The documentary, filmed undercover in Zimbabwe, challenges conventional wisdom about Mugabe and South Africa. The mad dictator we see on TV today was the principled fighter against apartheid and Rhodesian domination, the darling of the West received by queens, prime ministers and presidents.
Robert Mugabe… What Happened? explores what happened through interviews with some of Mugabe’s closest comrades and a unique collection of Southern African archive that powerfully evokes his reign. The film charts Mugabe’s Shakespearean rise and fall, his building of a successful African country and then his destroying of it.
The film has gone on to international success including sell-out screenings in Capetown, Durban and Johannesburg, at its European premiere at IDFA and at its London premiere at the LSE. It is also to be screened for the European Parliament and is now eligible for a BAFTA.
Simon Bright said: “The turbulent history of Zimbabwe is a fascinating political thriller but a tragic one.

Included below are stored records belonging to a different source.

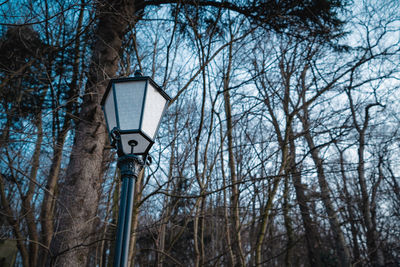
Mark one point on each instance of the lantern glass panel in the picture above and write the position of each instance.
(109, 110)
(141, 146)
(129, 103)
(154, 107)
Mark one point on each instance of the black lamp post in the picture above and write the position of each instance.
(133, 108)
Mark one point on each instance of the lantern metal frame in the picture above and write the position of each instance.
(129, 164)
(111, 87)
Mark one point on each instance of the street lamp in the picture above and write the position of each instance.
(133, 108)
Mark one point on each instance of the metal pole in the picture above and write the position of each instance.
(130, 166)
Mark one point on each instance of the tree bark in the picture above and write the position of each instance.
(341, 246)
(80, 191)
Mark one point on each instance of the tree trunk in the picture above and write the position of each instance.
(311, 233)
(80, 191)
(341, 247)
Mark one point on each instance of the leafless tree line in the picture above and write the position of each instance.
(280, 146)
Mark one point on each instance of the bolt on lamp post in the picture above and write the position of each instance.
(133, 108)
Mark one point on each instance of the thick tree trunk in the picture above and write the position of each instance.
(79, 194)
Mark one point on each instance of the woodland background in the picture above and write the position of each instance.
(280, 147)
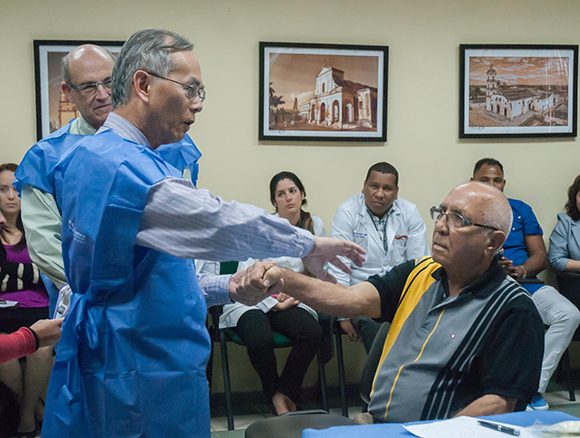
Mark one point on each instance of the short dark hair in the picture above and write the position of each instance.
(489, 162)
(305, 220)
(11, 167)
(383, 167)
(571, 207)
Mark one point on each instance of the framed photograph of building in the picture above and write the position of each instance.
(53, 110)
(323, 92)
(518, 90)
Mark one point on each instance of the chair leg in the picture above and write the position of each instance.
(209, 368)
(322, 382)
(227, 384)
(341, 377)
(565, 360)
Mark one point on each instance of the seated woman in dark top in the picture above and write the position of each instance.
(282, 313)
(24, 301)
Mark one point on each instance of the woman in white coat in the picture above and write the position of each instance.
(281, 313)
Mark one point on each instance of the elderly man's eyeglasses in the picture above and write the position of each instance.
(454, 219)
(89, 89)
(193, 90)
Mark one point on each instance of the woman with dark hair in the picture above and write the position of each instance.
(281, 313)
(24, 301)
(564, 252)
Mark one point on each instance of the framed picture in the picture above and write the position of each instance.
(518, 90)
(323, 92)
(53, 110)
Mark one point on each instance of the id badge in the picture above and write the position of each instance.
(63, 301)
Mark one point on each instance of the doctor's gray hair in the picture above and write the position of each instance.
(149, 50)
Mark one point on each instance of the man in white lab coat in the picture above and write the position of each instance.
(389, 228)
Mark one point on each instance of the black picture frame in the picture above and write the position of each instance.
(518, 90)
(51, 109)
(338, 92)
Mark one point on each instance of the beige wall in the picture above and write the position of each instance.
(423, 37)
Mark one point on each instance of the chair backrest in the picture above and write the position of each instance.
(568, 283)
(370, 368)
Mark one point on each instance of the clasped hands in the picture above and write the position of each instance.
(265, 278)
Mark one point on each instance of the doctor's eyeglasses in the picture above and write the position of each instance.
(89, 89)
(193, 90)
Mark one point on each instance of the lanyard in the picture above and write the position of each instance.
(384, 234)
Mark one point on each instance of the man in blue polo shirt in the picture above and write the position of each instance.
(524, 256)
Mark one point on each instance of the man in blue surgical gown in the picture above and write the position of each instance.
(87, 82)
(132, 357)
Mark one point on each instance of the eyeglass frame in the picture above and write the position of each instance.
(196, 90)
(464, 221)
(92, 85)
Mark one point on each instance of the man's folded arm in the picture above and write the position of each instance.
(191, 223)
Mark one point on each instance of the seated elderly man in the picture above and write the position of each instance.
(465, 338)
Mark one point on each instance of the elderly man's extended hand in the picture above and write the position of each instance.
(250, 286)
(326, 249)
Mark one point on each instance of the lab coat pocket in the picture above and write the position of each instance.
(361, 239)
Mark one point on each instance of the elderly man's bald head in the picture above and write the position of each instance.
(92, 51)
(493, 207)
(87, 72)
(472, 229)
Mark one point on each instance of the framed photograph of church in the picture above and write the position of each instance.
(518, 90)
(323, 92)
(53, 110)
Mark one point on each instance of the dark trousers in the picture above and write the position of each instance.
(255, 328)
(368, 329)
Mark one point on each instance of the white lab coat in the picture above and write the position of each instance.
(405, 236)
(233, 312)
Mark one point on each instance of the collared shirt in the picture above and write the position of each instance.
(381, 226)
(443, 352)
(42, 222)
(191, 223)
(405, 237)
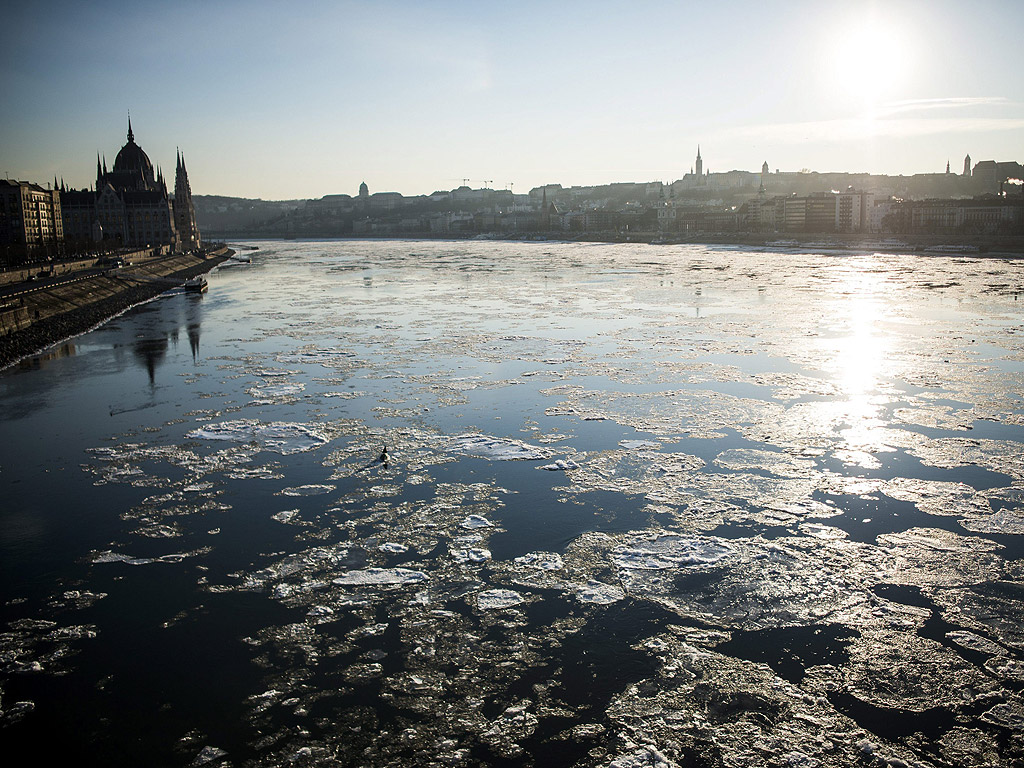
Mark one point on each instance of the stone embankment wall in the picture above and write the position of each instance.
(36, 320)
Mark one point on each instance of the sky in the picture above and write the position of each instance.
(299, 99)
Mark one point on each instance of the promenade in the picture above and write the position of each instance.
(37, 313)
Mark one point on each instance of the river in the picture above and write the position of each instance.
(480, 503)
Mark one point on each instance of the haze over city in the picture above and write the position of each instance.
(276, 101)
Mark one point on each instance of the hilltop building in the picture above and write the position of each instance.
(130, 205)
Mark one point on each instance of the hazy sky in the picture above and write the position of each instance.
(299, 99)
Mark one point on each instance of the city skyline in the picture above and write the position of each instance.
(300, 102)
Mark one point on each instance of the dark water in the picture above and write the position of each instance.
(641, 506)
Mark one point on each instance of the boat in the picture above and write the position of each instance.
(197, 285)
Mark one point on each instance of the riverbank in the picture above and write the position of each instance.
(45, 316)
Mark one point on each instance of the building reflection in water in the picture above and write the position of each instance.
(152, 350)
(38, 360)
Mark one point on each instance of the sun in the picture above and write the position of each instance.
(870, 57)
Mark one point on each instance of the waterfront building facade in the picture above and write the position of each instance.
(130, 205)
(31, 224)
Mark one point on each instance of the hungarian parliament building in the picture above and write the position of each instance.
(130, 205)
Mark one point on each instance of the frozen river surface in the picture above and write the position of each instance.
(461, 504)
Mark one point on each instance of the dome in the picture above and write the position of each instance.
(131, 158)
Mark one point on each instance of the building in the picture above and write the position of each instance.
(31, 224)
(130, 205)
(184, 211)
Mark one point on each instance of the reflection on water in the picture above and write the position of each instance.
(66, 349)
(641, 506)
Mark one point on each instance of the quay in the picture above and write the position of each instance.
(37, 310)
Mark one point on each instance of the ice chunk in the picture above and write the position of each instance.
(470, 555)
(497, 449)
(560, 464)
(598, 593)
(646, 757)
(638, 444)
(670, 551)
(306, 489)
(542, 560)
(208, 755)
(498, 599)
(381, 577)
(285, 515)
(281, 437)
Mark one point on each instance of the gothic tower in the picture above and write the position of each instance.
(184, 211)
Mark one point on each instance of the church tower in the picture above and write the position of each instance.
(184, 211)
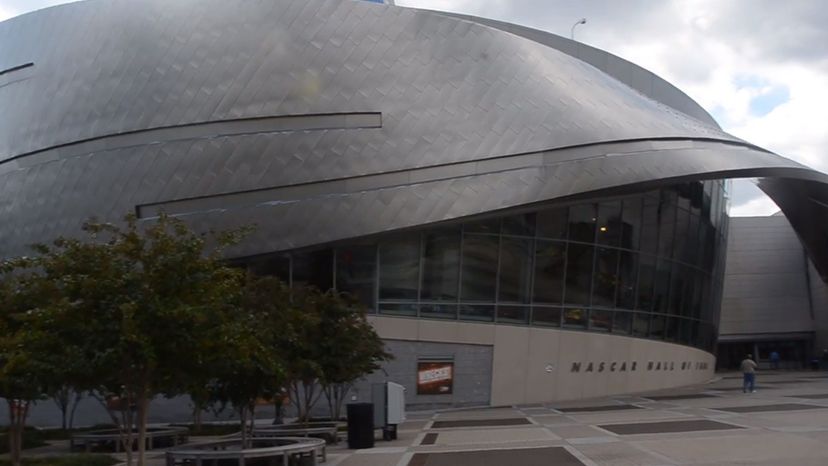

“I wanted to capture the drama of Mugabe from his origins as a poor peasant to his brilliant successes, his role in changing Southern Africa. Then I wanted to go beyond his turning point to where Zimbabwe is today. While Mugabe promulgates the story that this is a black and white conflict, I show how whites did fight for black rule and how Mugabe’s attack on whites is a tactic to trash the black opposition.”
Simon witnessed this tragedy firsthand. A supporter of Mugabe in the 1980s, he helped rebuild the new Zimbabwe working in the Ministry of Agriculture. Later imprisoned by the Mugabe regime in 2004, he has since been living in exile in Bristol, but returned undercover in 2009 and 2010 to film Robert Mugabe….What Happened?
Morgan Mutasa, Bristol’s chairman of the Movement for Democratic Change, the rival party to ZANU PF, said: “The film is very well researched and the events shown are all accurate and true.”